Privilégier la transversalité
Dans la nouvelle façon de travailler, au fil des ans, chacun se rend compte de l'importance prise par la transversalité. Le citoyen est unique, il ne se « découpe pas en morceau ». L'arrivée d'une jeune génération n'est pas une nouveauté en soi : j'ai moi-même été DG à l'âge de
35 ans, entouré aussi de jeunes collaborateurs.
Mais il est vrai que les relations hiérarchiques telles que nous pouvions les entendre ont implosé depuis longtemps. Nous avons de jeunes diplômés, des « têtes bien faites » ; mais qui ont parfois encore à apprendre des questions managériales.
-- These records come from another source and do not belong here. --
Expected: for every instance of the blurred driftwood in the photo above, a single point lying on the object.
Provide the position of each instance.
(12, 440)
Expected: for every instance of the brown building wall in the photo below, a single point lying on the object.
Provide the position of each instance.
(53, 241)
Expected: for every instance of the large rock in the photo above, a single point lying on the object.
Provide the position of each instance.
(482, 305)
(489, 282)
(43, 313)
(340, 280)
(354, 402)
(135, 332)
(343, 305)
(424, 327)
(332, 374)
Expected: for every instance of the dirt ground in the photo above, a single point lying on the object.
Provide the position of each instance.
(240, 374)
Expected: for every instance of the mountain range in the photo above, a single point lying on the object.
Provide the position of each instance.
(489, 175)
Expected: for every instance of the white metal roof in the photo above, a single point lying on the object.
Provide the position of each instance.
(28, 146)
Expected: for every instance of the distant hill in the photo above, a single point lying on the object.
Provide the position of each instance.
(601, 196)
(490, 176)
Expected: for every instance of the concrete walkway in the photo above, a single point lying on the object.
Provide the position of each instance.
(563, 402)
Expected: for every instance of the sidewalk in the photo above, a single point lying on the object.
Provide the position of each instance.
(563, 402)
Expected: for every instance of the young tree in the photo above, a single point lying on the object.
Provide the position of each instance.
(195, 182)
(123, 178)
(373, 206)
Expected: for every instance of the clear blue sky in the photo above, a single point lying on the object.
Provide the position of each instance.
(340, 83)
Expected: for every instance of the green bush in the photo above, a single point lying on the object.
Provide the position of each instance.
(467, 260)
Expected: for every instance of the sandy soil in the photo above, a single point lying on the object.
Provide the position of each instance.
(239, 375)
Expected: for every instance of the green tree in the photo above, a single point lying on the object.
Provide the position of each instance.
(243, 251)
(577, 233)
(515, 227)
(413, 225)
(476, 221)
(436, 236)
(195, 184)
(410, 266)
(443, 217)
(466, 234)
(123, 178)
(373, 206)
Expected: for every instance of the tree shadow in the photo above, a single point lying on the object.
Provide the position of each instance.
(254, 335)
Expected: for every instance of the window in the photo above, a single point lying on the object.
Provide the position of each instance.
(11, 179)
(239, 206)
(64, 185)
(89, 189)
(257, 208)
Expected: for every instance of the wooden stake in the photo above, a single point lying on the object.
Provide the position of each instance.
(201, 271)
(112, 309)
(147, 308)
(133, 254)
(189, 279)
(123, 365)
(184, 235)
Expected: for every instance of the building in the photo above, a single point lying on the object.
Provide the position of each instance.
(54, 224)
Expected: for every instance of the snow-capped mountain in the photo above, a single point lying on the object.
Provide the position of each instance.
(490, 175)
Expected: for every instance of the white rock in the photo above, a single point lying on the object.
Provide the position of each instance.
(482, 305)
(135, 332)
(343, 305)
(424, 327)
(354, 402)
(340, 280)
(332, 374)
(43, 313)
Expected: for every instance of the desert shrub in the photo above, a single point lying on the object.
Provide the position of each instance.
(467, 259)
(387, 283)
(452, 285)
Ce sont des gens très accoutumés aux outils d'aujourd'hui, conscients toutefois de la nécessité de ne pas se laisser envahir dans leur sphère privée. Ce qui est certain, c'est qu'on ne peut plus fonctionner avec des ordres, mais qu'il faut privilégier le dialogue, être
capable de convaincre. Ce qui me semble le mieux adapté, c'est la démarche projet qui gomme l'aspect hiérarchique puisque le pilote du projet n'a pas cette responsabilité. C'est un mode de travail qui est assez apprécié de cette jeune génération. J'ai le sentiment, aussi, que les
démarches qualité sont assez adaptées aux jeunes cadres, avec des objectifs précis et une traçabilité des progrès accomplis.


Témoignage

Mathias Trogrlic
Directeur général des services d'Écouen

Jeunesse et légitimité
Arrivé jeune sur un poste de directeur général des services dans une mairie de moins de 10  000 habitants, je me souviens surtout des regards des « historiques » de la mairie à mon arrivée. Ces derniers voulaient me faire comprendre qu'ils en avaient vu défiler des jeunes cadres, et que quand je partirai, eux seraient toujours là. Cette difficulté, je l'ai beaucoup rencontrée dans les premiers mois d'exercice. Les premiers changements apportés dans une collectivité par un jeune cadre sont en ce sens décisifs. Ils doivent être suffisamment tranchants pour apporter une amélioration dans le travail des agents, mais suffisamment simples à mettre en ½uvre pour ne pas effrayer son monde...
Il ne faut pas non plus cacher son inexpérience dans certains domaines. Cela peut devenir un vrai atout de responsabilisation et de management. À mon sens, c'est en ne niant pas sa jeunesse que l'on acquiert sa légitimité.